J Neurol Surg B Skull Base 2020; 81(S 01): S1-S272
DOI: 10.1055/s-0040-1702744
Poster Presentations
Georg Thieme Verlag KG Stuttgart · New York

Intraorbital Arteriovenous Fistula Mimicking an Anterior Cranial Fossa Dural Arteriovenous Fistula

Hae Gi Park
1   Severance Hospital, Yonsei University College of Medicine, Seoul, South Korea
› Author Affiliations
Further Information

Publication History

Publication Date:
05 February 2020 (online)

 

Introduction: Intraorbital arteriovenous fistulas (AVFs) that lie purely within the orbit is quite rare and sometimes it can be misdiagnosed as an anterior cranial fossa dural AVF. The optimal treatment of intraorbital AVFs is still a matter of debate because of the small number of reported cases.

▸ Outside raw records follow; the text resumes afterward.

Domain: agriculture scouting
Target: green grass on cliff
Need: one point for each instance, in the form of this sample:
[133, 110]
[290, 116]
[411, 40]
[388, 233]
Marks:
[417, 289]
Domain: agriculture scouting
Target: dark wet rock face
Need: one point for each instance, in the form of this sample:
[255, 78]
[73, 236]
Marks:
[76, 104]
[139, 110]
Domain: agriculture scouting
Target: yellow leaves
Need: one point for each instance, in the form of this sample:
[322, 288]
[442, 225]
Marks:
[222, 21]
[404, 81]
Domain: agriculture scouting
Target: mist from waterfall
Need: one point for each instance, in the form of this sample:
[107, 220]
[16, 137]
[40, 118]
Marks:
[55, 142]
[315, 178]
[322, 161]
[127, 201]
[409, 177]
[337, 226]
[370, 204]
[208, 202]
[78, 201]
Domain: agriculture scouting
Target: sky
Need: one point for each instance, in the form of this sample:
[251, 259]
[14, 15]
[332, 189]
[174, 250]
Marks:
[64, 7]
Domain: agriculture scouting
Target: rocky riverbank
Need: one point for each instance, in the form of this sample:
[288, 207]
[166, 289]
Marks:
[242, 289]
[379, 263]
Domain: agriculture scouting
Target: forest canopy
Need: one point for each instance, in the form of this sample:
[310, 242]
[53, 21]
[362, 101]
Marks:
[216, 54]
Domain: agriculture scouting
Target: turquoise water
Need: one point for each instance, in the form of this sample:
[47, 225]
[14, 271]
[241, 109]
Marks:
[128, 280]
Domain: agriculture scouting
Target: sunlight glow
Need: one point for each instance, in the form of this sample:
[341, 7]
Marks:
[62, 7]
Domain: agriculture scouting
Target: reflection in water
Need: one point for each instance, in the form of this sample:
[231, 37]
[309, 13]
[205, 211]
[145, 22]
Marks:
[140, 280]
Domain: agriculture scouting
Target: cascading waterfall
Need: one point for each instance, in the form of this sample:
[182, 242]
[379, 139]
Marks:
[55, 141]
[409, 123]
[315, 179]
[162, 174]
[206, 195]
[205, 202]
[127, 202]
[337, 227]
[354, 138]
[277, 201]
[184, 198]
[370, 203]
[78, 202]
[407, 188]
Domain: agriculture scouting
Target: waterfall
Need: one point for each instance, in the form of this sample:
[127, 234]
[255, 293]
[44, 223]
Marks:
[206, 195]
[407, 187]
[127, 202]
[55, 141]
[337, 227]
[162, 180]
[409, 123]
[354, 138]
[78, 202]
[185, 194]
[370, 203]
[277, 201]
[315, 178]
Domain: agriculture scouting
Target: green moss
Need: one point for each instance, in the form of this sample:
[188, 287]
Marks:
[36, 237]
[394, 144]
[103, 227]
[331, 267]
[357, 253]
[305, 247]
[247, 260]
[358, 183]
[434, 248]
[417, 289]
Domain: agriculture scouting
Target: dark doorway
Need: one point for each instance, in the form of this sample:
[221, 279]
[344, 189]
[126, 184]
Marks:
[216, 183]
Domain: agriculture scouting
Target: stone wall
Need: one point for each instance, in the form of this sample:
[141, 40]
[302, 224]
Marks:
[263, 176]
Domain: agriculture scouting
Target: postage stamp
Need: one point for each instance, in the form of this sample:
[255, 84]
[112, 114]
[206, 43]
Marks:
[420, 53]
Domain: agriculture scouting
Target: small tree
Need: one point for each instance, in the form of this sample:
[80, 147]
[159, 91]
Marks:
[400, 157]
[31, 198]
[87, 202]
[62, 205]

Case Presentation: A 72-year-old female patient presented a 4-month history of progressive proptosis of left eye in association with upper lid swelling and conjunctival chemosis. MRI and CT demonstrated 2 cm vascular mass-like lesion in upper superomedial aspect of globe, engorged draining left superior ophthalmic vein (SOV). Digital subtraction angiography showed an AVF, which was fed from ophthalmic artery and superior temporal artery branches and draining to SOV and it mimicked an anterior cranial fossa dural AVF. However, angiographic XperCT scan showed that the lesion located at intraorbital space and she experienced a stabbing injury near the left orbit. Finally, intraorbital AVF was diagnosed and the lesion was symptomatic, open surgical excision was planned. After anterior orbitotomy, a thickened serpiginous thrombosed SOV was found, which was resected completely after ligation of the proximal feeding artery. Postoperative course was uneventful with good clinical outcome. CT angiography scan obtained at the time of discharge demonstrated no evidence of residual AVF.

Conclusion: Posttraumatic intraorbital AVF in association with varicose SOV, as reported here, was rare disease and mimicked an anterior cranial fossa dural AVF. In such cases, direct surgical exposure of the SOV followed by excision may accomplish complete closure of the fistula without significant risk for iatrogenic injury.